29 September 2010

The Building Blocks of Software Pleasure

I found Aarron Walter's software pleasure pyramid in Esther Derby's post Are We Aiming Too Low? Aarron's sketch is compelling for its simplicity, and for what it says about past and future agile software development.
Software Pleasure Pyramid
David Hussman pointed out that ancient Egyptians practiced evolutionary design with improvements with each iteration.
"The first pyramids were merely burial mounds. The next version was the step pyramid (Djoser's tomb) and the next version the "bent" pyramid (a design in rock that they had to refactor during construction. These were all the forerunners to the Giza structures. It was a progression of small, simple structures which evolved based on the learning (and failures) from the last iteration."
~David Hussman
Most of the developers I program with day-to-day concentrate on functional & reliable. And, on balance, we're proficient, if not rock stars. Many of us have benefited from wisdom from the Agile & XP communities. Most of us use, in one way or another, some or all of the following:
  • granular tasking, 
  • emergent design,
  • programmer's idioms like One method, One purpose
  • test-driven development, and 
  • continuous integration.
The better craftsmen I have worked with, young coders like Eric Brandes, consider usability as part of the craft and it shows in their work.

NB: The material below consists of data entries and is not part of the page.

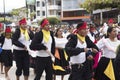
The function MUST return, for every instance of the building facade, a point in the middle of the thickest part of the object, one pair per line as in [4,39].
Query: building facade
[48,8]
[66,10]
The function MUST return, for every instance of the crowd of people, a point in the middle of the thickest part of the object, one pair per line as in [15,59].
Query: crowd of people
[85,51]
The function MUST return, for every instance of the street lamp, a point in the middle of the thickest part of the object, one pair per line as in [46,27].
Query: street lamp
[46,7]
[4,9]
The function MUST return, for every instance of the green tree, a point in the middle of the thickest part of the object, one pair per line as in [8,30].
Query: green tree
[91,5]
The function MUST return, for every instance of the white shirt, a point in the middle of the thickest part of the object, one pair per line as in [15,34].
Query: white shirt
[60,42]
[80,58]
[44,53]
[23,41]
[109,47]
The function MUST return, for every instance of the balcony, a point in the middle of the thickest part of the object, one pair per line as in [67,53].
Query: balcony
[54,7]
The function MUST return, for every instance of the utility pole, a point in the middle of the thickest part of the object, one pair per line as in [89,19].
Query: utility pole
[4,9]
[46,7]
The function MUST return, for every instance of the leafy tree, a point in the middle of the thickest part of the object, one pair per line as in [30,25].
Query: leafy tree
[91,5]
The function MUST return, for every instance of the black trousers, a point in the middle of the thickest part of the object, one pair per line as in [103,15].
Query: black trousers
[43,63]
[81,71]
[22,62]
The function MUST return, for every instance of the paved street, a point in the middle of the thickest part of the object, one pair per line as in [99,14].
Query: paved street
[12,75]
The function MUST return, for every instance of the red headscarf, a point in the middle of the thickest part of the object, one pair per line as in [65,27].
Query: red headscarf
[45,21]
[22,21]
[84,26]
[1,25]
[111,21]
[8,30]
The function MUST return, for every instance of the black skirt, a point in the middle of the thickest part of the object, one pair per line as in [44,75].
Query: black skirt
[103,63]
[62,62]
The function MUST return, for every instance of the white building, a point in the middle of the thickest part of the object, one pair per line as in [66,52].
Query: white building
[48,8]
[66,10]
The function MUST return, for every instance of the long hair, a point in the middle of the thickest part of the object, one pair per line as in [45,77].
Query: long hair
[109,30]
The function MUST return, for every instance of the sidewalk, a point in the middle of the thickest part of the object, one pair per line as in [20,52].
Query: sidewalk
[31,77]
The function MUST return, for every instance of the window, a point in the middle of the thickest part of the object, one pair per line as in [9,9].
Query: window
[43,4]
[38,13]
[43,13]
[38,3]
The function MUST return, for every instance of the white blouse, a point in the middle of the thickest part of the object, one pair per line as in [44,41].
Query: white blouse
[60,42]
[80,58]
[7,45]
[109,47]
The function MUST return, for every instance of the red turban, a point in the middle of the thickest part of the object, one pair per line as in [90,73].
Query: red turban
[84,26]
[45,21]
[110,21]
[1,25]
[8,30]
[22,21]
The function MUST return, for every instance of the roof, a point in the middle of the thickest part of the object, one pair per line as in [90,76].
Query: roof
[75,18]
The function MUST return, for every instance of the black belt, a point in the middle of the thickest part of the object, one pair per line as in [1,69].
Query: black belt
[78,65]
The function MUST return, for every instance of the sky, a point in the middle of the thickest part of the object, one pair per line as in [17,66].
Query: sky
[11,4]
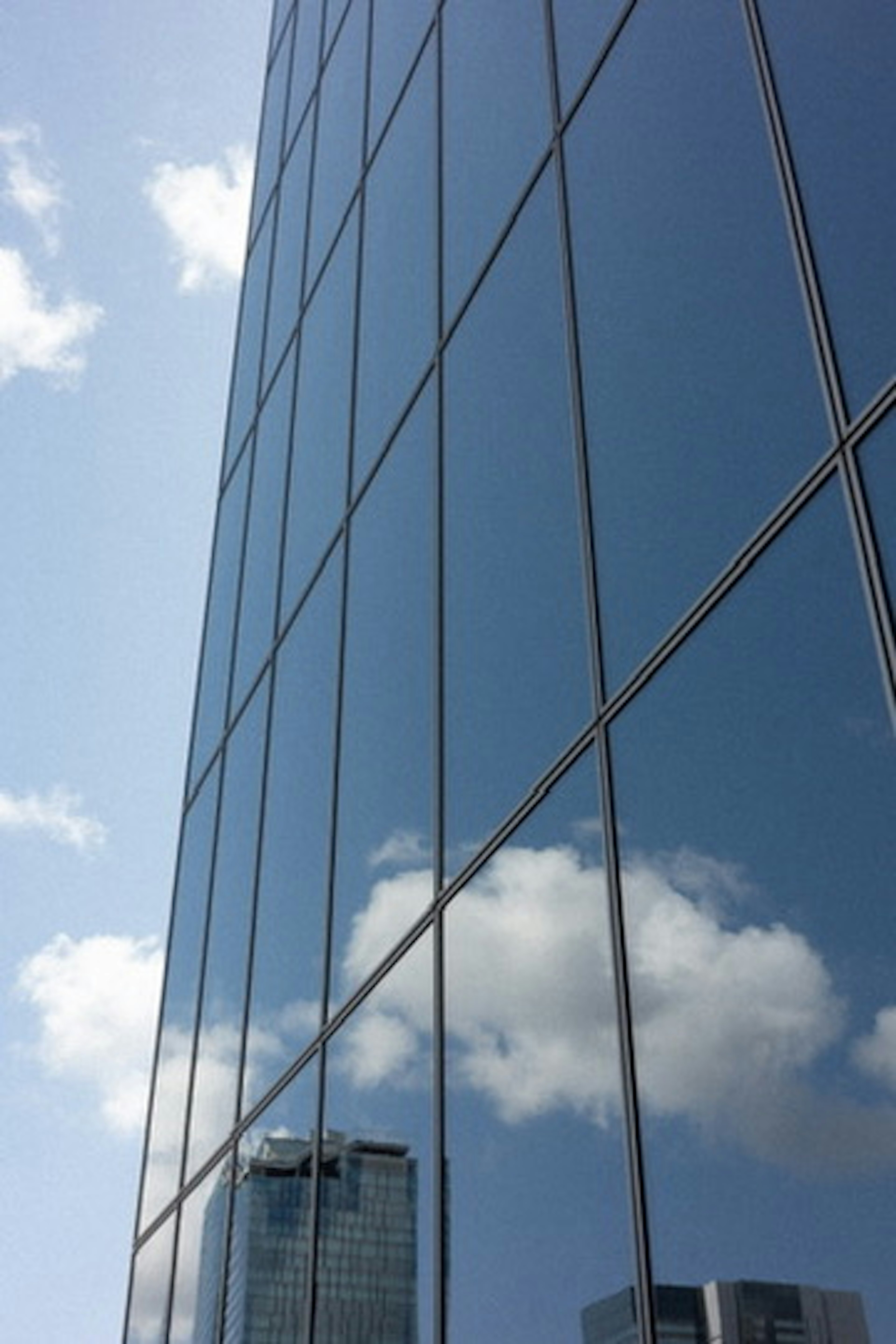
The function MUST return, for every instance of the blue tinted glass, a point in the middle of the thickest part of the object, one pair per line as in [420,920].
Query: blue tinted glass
[224,591]
[264,533]
[398,279]
[181,1004]
[535,1144]
[319,472]
[516,659]
[700,385]
[398,33]
[271,139]
[305,62]
[289,253]
[213,1107]
[244,393]
[339,134]
[498,122]
[756,792]
[835,72]
[285,1008]
[385,802]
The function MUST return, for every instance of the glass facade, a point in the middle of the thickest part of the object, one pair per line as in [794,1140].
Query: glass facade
[541,808]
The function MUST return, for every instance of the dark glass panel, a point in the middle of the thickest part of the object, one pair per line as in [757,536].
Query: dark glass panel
[375,1253]
[398,277]
[272,1220]
[285,1007]
[835,72]
[202,1246]
[340,118]
[264,533]
[518,686]
[213,1105]
[397,37]
[168,1115]
[221,616]
[498,122]
[538,1213]
[702,398]
[150,1288]
[385,799]
[305,62]
[580,30]
[756,794]
[878,460]
[271,140]
[244,392]
[287,272]
[319,471]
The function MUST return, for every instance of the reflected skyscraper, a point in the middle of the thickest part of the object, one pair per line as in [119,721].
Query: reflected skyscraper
[541,796]
[366,1246]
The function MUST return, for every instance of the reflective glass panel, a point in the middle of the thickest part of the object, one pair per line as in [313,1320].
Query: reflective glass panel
[264,533]
[385,800]
[221,615]
[835,73]
[398,271]
[319,471]
[293,884]
[244,392]
[498,122]
[305,61]
[538,1217]
[375,1253]
[339,134]
[702,397]
[213,1107]
[202,1246]
[148,1306]
[168,1115]
[756,794]
[518,685]
[287,271]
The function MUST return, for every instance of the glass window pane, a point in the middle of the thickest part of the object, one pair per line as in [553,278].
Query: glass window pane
[287,272]
[264,533]
[244,392]
[271,139]
[539,1225]
[518,686]
[385,802]
[221,615]
[340,112]
[835,72]
[756,794]
[375,1253]
[702,398]
[285,1007]
[398,277]
[498,122]
[181,1004]
[319,471]
[213,1107]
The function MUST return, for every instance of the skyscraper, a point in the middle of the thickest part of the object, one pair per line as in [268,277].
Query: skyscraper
[539,811]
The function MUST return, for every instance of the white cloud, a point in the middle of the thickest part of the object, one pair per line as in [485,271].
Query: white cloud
[205,207]
[734,1019]
[35,334]
[32,183]
[97,1001]
[54,815]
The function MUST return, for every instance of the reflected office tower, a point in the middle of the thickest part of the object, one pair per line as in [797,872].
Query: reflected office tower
[542,785]
[733,1314]
[366,1246]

I yearn for the pleasurable in software; software that's a pleasure to use.

Listening to Alan Cooper, the progress to the pleasure plateau is going to require a new level of professional craftsmanship that runs the gamut from simply functional and reliable to sublime user experience.
We are the experts, we are the grownups, and the users are the 5-year old kids. No you don't give them ice cream & candy but...realize they're hungry...so you get the broccoli and liver.
~Alan Cooper
We've learned from evolutionary science that successful organisms often take advantage of the desires of other species. Apples, in the European-centric frontier of North America, appealed to the human desire for sweetness (and for intoxication in the form of hard cider), so humans cultivated the apple for the properties they desired. Or was it the apple cultivating humans?
Part of achieving the level of pleasurable in our software is to understand human behavior and desires.
How do we get to the pleasure plateau in software?

Like the emergent design that unfolded with the incremental construction of ancient pyramids, the Agile software community continues to learn and grow. Future viability of the community rests on integrating interaction design and adopting some important principles of the Lean Startup community like
Integrating product hypothesis testing into iterative development to create a tighter feedback loop between paying customers and a money-generating (pleasure) applications.
The pyramid is an instructive metaphor because software pleasure rests on the stability of the underlying building blocks of functionality, reliability, and usability.

24 September 2010

Finding the Software Nectar

I have quirks. One has to do with information workers named Jerry.

When I meet a Jerry, I'll insist that this new Jerry suffer the whole Seinfeld sitcom shtick where I, in thinly veiled disgust, say
"Hello Jerry"
and he, on queue, snidely responds to me with
"Hello Newman"
This all started years ago with a Microsoft practice director named Jerry. The shtick with this particular Jerry works well since I've long suspected we don't trust each other.
"You know who you are, Jerry." :-)
This Seinfeld repartee amuses more than embarrasses (although increasingly more Jerrys have never watched the 1990's Seinfeld TV series).

When I find myself enduring an insufferable meeting with Jerrys, my Jerry-tick possesses me like a pesky eye twitch. Every time this Jerry makes a constructive suggestion, I'll respond with
That's gold Jerry, gold!


It's obnoxious, but I'm no Kenny Bania.

I apologize, in advance and in arrears, to Jerrys future and past.

Many agile software teams are burdened with stakeholders and product owners that set direction grounded in whim rather than on hard data. My guess is that most product owners don't possess savant-like industry knowledge.

I've had it with coding to whim.

Should the next step be sarcastically applying That's gold Jerry, gold! across the range of names to software product owners setting direction based on whim?

Many species, like honey bees, must forage optimally to survive. There is too much churn on most agile software projects. Burn-down charts have developers buzzing, but today's programmers are worker bees bewildered by the fog of business whim.

There must be more efficient means to find the nectar.